Encoding Categorical Information, Defined: A Visible Information with Code Instance for Newcomers | by Samy Baladram | Sep, 2024

DATA PREPROCESSING

Six methods of matchmaking classes and numbers

Ah, categorical information — the colourful characters in our datasets that machines simply can’t appear to grasp. That is the place “crimson” turns into 1, “blue” 2, and information scientists flip into language translators (or extra like matchmakers?).

Now, I do know what you’re considering: “Encoding? Isn’t that simply assigning numbers to classes?” Oh, if solely it had been that easy! We’re about to discover six totally different encoding strategies, all on (once more) a single, tiny dataset (with visuals, in fact!) From easy labels to mind-bending cyclic transformations, you’ll see why choosing the proper encoding may be as vital as selecting the right algorithm.

Cartoon illustration of two figures embracing, with letters ‘A’, ‘B’, ‘C’ and numbers ‘1’, ‘2’, ‘3’ floating around them. A pink heart hovers above, symbolizing affection. The background is a pixelated pattern of blue and green squares, representing data or encoding. This image metaphorically depicts the concept of encoding categorical data, where categories (ABC) are transformed into numerical representations (123).
All visuals: Writer-created utilizing Canva Professional. Optimized for cellular; might seem outsized on desktop.

Earlier than we soar into our dataset and encoding strategies, let’s take a second to grasp what categorical information is and why it wants particular therapy on the earth of machine studying.

What Is Categorical Information?

Categorical information is just like the descriptive labels we use in on a regular basis life. It represents traits or qualities that may be grouped into classes.

Why Does Categorical Information Want Encoding?

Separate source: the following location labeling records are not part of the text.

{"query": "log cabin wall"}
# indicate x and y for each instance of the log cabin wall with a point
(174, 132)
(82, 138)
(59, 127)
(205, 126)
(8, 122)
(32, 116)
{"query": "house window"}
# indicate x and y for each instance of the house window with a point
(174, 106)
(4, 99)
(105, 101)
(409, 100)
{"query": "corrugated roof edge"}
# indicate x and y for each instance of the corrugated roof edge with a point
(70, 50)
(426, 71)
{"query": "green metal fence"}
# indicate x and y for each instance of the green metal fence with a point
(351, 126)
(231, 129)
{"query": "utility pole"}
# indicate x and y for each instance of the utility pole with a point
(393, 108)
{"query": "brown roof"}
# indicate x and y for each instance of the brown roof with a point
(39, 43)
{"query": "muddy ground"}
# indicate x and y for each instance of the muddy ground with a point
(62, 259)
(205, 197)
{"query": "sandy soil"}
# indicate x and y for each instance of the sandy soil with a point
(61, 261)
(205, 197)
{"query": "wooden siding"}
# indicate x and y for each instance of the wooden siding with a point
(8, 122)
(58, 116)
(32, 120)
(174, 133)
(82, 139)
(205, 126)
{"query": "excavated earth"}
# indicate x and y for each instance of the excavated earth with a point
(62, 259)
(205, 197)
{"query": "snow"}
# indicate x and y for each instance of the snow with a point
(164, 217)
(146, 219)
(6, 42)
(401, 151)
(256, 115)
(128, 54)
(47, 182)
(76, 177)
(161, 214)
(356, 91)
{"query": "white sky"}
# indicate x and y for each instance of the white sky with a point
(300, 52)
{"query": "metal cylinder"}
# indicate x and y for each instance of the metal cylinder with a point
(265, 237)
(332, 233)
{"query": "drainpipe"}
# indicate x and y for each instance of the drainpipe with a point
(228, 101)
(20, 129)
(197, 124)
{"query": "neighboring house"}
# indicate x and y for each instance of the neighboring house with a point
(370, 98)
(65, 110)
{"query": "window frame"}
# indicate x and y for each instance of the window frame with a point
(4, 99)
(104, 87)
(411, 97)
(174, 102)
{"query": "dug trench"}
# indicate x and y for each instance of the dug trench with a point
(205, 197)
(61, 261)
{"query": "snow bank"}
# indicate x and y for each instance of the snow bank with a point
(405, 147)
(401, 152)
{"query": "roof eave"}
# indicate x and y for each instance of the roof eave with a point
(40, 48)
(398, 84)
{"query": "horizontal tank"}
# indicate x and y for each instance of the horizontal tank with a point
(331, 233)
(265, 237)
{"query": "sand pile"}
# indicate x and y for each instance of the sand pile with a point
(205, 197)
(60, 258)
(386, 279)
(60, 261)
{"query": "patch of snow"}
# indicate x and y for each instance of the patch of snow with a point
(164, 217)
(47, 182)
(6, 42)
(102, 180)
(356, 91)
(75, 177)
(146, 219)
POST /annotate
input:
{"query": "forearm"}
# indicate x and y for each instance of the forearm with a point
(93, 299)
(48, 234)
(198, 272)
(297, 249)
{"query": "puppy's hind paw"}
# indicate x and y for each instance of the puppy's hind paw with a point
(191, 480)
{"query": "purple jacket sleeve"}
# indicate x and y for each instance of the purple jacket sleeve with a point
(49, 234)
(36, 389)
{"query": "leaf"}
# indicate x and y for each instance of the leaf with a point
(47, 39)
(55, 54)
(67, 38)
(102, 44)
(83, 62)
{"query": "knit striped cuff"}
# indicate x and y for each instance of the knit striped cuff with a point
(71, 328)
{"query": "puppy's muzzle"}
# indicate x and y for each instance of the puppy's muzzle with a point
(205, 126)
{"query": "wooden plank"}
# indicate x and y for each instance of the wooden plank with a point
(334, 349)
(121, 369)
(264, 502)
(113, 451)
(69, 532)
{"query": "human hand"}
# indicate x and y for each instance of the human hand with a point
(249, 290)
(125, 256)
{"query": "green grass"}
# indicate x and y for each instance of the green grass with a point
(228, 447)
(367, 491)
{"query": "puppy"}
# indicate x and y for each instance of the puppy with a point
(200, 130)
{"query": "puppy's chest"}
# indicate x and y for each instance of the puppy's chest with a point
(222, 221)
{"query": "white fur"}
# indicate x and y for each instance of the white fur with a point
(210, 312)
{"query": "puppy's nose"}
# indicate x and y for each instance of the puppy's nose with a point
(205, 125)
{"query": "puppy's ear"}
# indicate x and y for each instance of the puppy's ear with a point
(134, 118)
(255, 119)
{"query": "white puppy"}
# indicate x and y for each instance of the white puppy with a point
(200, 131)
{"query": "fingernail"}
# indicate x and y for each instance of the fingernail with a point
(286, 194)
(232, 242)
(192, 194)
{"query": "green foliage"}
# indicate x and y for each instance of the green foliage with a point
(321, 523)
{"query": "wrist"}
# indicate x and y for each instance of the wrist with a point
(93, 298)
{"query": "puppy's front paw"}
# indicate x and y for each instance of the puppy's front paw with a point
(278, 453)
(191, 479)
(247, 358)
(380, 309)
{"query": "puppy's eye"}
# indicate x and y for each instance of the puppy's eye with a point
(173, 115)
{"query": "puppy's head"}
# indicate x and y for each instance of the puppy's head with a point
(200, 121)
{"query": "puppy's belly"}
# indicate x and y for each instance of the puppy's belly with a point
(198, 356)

Right here’s the catch: most machine studying algorithms are like choosy eaters — they solely digest numbers. They’ll’t instantly perceive that “sunny” is totally different from “wet”. That’s the place encoding is available in. It’s like translating these classes right into a language that machines can perceive and work with.

Forms of Categorical Information

Not all classes are created equal. We usually have two sorts:

  1. Nominal: These are classes with no inherent order.
    Ex: “Outlook” (sunny, overcast, wet) is nominal. There’s no pure rating between these climate circumstances.
  2. Ordinal: These classes have a significant order.
    Ex: “Temperature” (Very Low, Low, Excessive, Very Excessive) is ordinal. There’s a transparent development from coldest to hottest.
Two panels comparing nominal and ordinal data types. The nominal panel shows a cartoon figure with an umbrella in the rain, illustrating weather as a nominal variable with examples like sunny, rainy, or cloudy. The ordinal panel depicts a sweating figure eating ice cream, demonstrating temperature as an ordinal variable with examples ranging from warm to very hot. Each panel includes a table with example categories.

Why Care About Correct Encoding?

  1. It preserves vital info in your information.
  2. It might probably considerably influence your mannequin’s efficiency.
  3. Incorrect encoding can introduce unintended biases or relationships.

Think about if we encoded “sunny” as 1 and “wet” as 2. The mannequin would possibly suppose wet days are “better than” sunny days, which isn’t what we wish!

Now that we perceive what categorical information is and why it wants encoding, let’s check out our dataset and see how we are able to sort out its categorical variables utilizing six totally different encoding strategies.

Let’s use a easy golf dataset as an example our encoding strategies (and it has largely categorical columns). This dataset information varied climate circumstances and the ensuing crowdedness at a golf course.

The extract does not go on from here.